My job absolutely shatters me out it really does but you know the summer holiday we just had I hated the summer holiday, I was bored stupid I had nothing to do because there are so, I am limited in what I can do and there didn't seem anything to do.  Whereas at least if I go to work I enjoy the company of the people at work I have got some good colleagues and I love the kids and it gives you a reason to get up in the morning and something to talk about afterwards so it is worth it.


Reflects on how her life differs from what she had expected it to be.

I thought by now I would be earning thirty to forty thousand working in London as a software developer. That's what I was training to be when the condition hit me. I thought I'd have a nice big house by now, possibly even have taken a slight break from work to have kids.

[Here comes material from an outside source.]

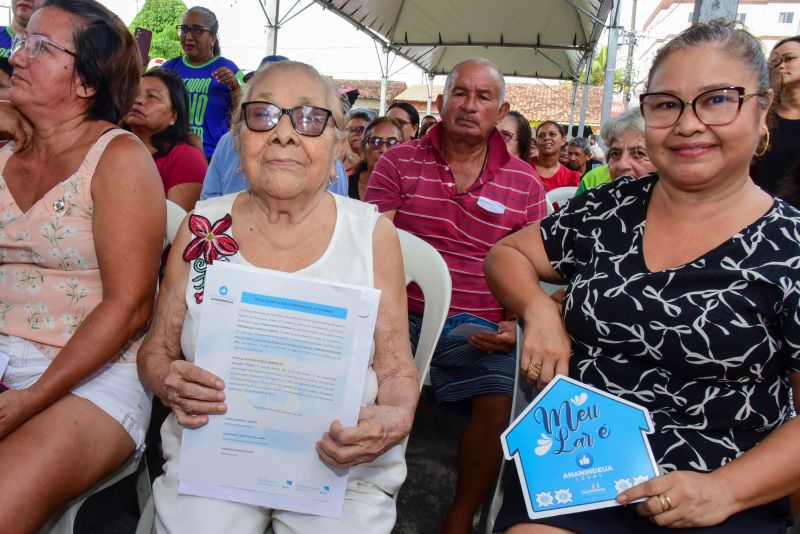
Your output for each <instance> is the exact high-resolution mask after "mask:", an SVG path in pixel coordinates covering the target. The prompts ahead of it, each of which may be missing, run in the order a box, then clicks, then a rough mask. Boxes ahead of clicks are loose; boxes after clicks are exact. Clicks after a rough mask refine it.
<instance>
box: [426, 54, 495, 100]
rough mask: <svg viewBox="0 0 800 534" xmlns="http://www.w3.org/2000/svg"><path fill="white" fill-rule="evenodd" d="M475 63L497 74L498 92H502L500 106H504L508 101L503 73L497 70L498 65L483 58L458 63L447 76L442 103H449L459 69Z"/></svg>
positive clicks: (445, 80) (464, 61) (476, 57)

And I've got none of those things, because I can't work full-time. I don't have the energy, I didn't even finish the degree. We're living on one income. 

I'm lucky that I bought my flat before I got ill, before I went to university for that matter, because I worked for seven or eight years before I went to university. If I hadn't bought then I'd, dunno, I think we'd still be living with our parents, because there's just no way.  

I mean my husband had to take a break from his degree as well, so he hasn't been earning decent money very long. You know, he finished his degree four years later than he should've done. So, you know, we haven't got any savings. We haven't had any foreign holidays. As I say, we haven't had any holidays, apart from visiting family, since our honeymoon five years ago. 

So, financially, yes, it's affected us big time. Because of the kind of benefits that I'm on as well, because I do get incapacity benefit, I don't, I'm not entitled to help with prescription payments and I take rather a lot of drugs, about four to five prescriptions a month. So it's '6.20 a time, so that's nice, especially when you can only work twelve hours a week.  

The incapacity benefit helps, it nearly covers the mortgage, not quite. It doesn't obviously cover anything else. Yeah, financially I expected things to be a lot different by now. You know, especially having got married to somebody who's also a professional, that would be by now he is just, but as I say, he's only just finished his degree, because of taking a gap because we couldn't afford to pay the mortgage because I was ill. So yeah, financially we're just completely different to what we thought we'd be.